Korobkin’s book is devoid of self-pity or maudlin dramatization, but rather contains the heartfelt memories of a girl in extraordinary circumstances, told with a literary sense that transports the reader into her world.

Before Korobkin began attending Schonfeld’s secondary school, she spent two years separated from her siblings, living with British families — Jewish and non-Jewish. She has warm memories of Christmas pudding and a dog named Rusty at the Whyte-Smith family of Thorpe; she has bitter memories of the Jewish family in London where the older brothers were cruel, the mother cold and condescending.

But her fondest memories are of her years in Schonfeld’s Jewish Secondary School in Shefford, the village to which the school was relocated after the bombing of London began. There, reunited with her brother and one sister (the other sister was with an aunt), she made lifelong friends and found comfort in the familiar traditions of the home she had left behind, as well as in the ordinary pleasures of childhood — camping, sports, antics. She studied with Judith and Dayan Grunfeld, who rekindled her Judaism and laid the foundation for a Modern Orthodoxy that would last her whole life.

After the war, Korobkin graduated Schonfeld’s academy and then went to trade school to learn to be a secretary — she had to support herself. At 17, she moved to the newly established state of Israel. Her journey brought her back to London and eventually to New York and then Los Angeles.

Although she searched for years, it wasn’t until 1973 that Korobkin learned her parents’ fate. That year a mass grave was discovered in Brko, Yugoslavia. The names of her mother, father and grandmother were on a Nazi list of 200 Viennese Jews buried there. She learned they were three weeks away from boarding a ship to Palestine when they were executed. Their remains are now re-interred in Vienna’s Jewish cemetery, and Korobkin and her husband, Lenny, took a bitter trip to Vienna to say the Kaddish memorial prayer for her parents.

In 1999, she took two of her three children to London for a Kindertransport 60-year reunion. Her son, Rabbi Daniel Korobkin, director of synagogue services for the West Coast Orthodox Union, said he marvels at his mother’s past, which he is learning more and more about.

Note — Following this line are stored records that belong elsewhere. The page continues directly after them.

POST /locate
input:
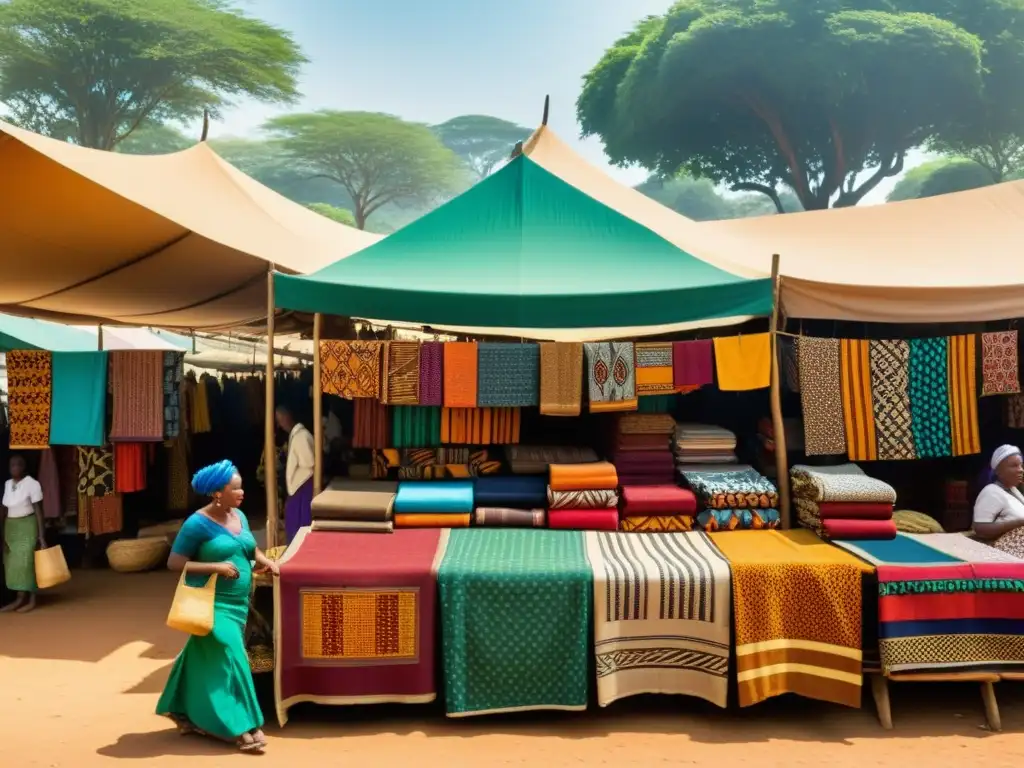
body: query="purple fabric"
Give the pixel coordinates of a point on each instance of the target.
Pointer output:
(691, 364)
(298, 510)
(431, 373)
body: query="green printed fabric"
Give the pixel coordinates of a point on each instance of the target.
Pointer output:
(515, 616)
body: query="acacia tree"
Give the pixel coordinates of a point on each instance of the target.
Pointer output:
(821, 96)
(377, 159)
(94, 71)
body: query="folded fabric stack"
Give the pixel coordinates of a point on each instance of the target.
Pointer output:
(843, 503)
(510, 502)
(656, 508)
(433, 505)
(583, 497)
(732, 497)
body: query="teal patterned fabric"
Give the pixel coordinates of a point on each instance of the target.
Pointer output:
(515, 616)
(929, 390)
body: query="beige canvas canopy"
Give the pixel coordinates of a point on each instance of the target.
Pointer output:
(178, 241)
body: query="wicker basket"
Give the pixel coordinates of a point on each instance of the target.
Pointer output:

“I think it might be natural for someone who was raised as an orphan, as my mother was, to have a sense of inadequacy when you don’t have modeling from your own parents,” Korobkin told an audience at the Simon Wiesenthal Center recently, after his mother spoke. “The more difficulties I see in bringing up my own children, the more impressed I am with how my mother, together with my father, was able to hold it all together and raise a very wholesome family.”